A Pompano jig is a Pompano jig regardless of where it's used(Anywhere; except casting at a cobia:hotsun) They work well in the surf.



Colors" White; yellow, hot pink and chartreuse. Hooks? 1/0, 2/0/ and 3/0. The 3/0 just in cast of some biggun trying to eat my tiny Pompano jig. I use up to 3/8 oz for my swimmers.



Someone has molds for the Goofy Jig but bad weather prevented our hookup to do some molding.. Please contact me again. C2


----------



## chinook (Mar 26, 2008)

When conditions are right, a decent pair of polarized sun-glasses andsight fishing for pomps can be a blast.Pomps will hit most jigs but the colors that c2 mentioned seem to be the most productive.. I'm going to try some teasers orsimple clousers/shrimp/crab flies attached to a loop knot and put a yellow drop shot weight just above the loop knot.
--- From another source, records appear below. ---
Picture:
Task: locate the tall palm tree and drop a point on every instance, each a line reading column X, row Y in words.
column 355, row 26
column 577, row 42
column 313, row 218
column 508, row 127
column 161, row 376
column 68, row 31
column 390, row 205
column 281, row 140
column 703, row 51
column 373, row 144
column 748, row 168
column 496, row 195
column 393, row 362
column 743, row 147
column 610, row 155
The dumbbell weight on the clouser should keep the hook riding up most of the time. It's pretty much a poor man's swivel jig but it "should"still work.


----------



## Charlie2 (Oct 2, 2007)

What you're describing will work. I use bright colored clousers on droppers above a jig for weight.



I fish with a 12 foot UL spinning rod. I had to quit wading because of an accident but this one gets 'out' there'. 



Lots of fun. JMHO C2


----------